The research created confidence before the redesign. Multiple methods pointing to the same issue gave stakeholders a clearer reason to invest in taxonomy and structure before moving into page updates.
Aligning teams before page design began.
Support experiences are often owned across multiple teams. A navigation or taxonomy change can affect product owners, content teams, support operations, analytics, and page design. The team needed alignment before redesigning pages so the new experience would not recreate the same structural issues.
The redesign touched AT&T's content, SEO, legal, and product teams, all of whom had built or maintained the existing taxonomy. Getting alignment meant presenting the research signal as a specific, observable gap: where customers actually went, where the system expected them to go, and what that gap cost in call volume and satisfaction scores.
The click analysis and Treejack data made that case concrete. Stakeholders who had been skeptical of a taxonomy overhaul agreed to proceed once the data showed the misalignment was measurable and systematic, not a design opinion.
This reduced churn later in the process. Once the taxonomy was aligned, page design could focus on clarity, hierarchy, and task support instead of reopening foundational structure decisions.
Rebuilding the taxonomy before redesigning the pages.
The redesign was grounded in a tested taxonomy. Reorganizing support pathways before changing page layouts gave the redesign a clearer rationale: each page decision could be traced back to the structure customers had already validated through research.
I rebuilt the taxonomy around the words customers used, then redesigned support pages around scanning, task priority, and clear paths to answers. The redesign focused on helping customers recognize where to go, understand the available paths, and complete support tasks with less backtracking.
Several legacy category structures were embedded in downstream systems requiring significant engineering to rename. I prioritized the categories covering 85% of search traffic and documented the full taxonomy map in the KMS for future cycles. A phased approach that delivered measurable impact without blocking on a full migration.
Content structure, reformatted for scanning with clear hierarchy, short paragraphs, and the terms customers actually use when searching.
Final comps and redlines, handed to engineering with complete specifications for the redesigned experience.
Because the taxonomy was addressed first, the page redesign had a structural foundation to build on. Every label, grouping, and hierarchy decision could be traced back to validated customer understanding.
Design artifacts
Two rounds of testing. Task success improved both times.
The team tested, learned, revised, and tested again. The first round identified where customers expected support topics to live. The taxonomy was updated based on those results. A second round showed improved task success, validating the direction before broader rollout.
I tested iteratively across labels, page structure, CTA visibility, scroll behavior, and task completion before each build cycle. After the first round, I reviewed task performance and failure points, adjusted the taxonomy, and tested again. Testing turned taxonomy from an opinion-driven conversation into an evidence-based design decision.

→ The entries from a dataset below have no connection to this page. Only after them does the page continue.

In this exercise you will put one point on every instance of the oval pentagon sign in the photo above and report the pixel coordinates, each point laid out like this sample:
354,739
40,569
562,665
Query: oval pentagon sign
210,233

| Test Round | Before | After | Gain |
|---|---|---|---|
| Round 1. Taxonomy labels | 36% | 46% | +10 points |
| Round 2. Page structure | 29% | 56% | +27 points |
Taxonomy validation, confirming new category labels matched how customers actually searched, before committing to full content migration.
Before & after, the redesigned AT&T support experience.
The team could move forward with more confidence because the structure had been validated with customers. Research turned taxonomy from a preference-driven debate into a decision grounded in evidence.
The most important decision was to slow down before redesigning the page.
At first, the visible opportunity looked like page design. The research showed that the higher-value work was language and structure. Once the taxonomy was clearer, the page design became easier because the team knew what the experience needed to support.
This project reinforced a pattern I have carried into later work: when customers struggle, the answer is not always a new screen. Sometimes the most valuable design work is creating the structure that helps the right screen make sense.
How I built research operations, customer access, design critique, and repeatable practice models across AT&T, Digital.ai, and McKesson.
What This Changed
Rebuilding the taxonomy required alignment across content, SEO, product, and engineering, and a decision to fix the architecture before touching the pages. At AT&T's scale, a small improvement in findability has outsized impact: fewer calls, faster answers, lower support costs.
The KMS governance model kept the taxonomy current after launch. Customers found clearer paths to common tasks, support pages became easier to scan, and the experience reduced pressure on assisted support channels, improving dwell times by 10–15 seconds on upper-level pages.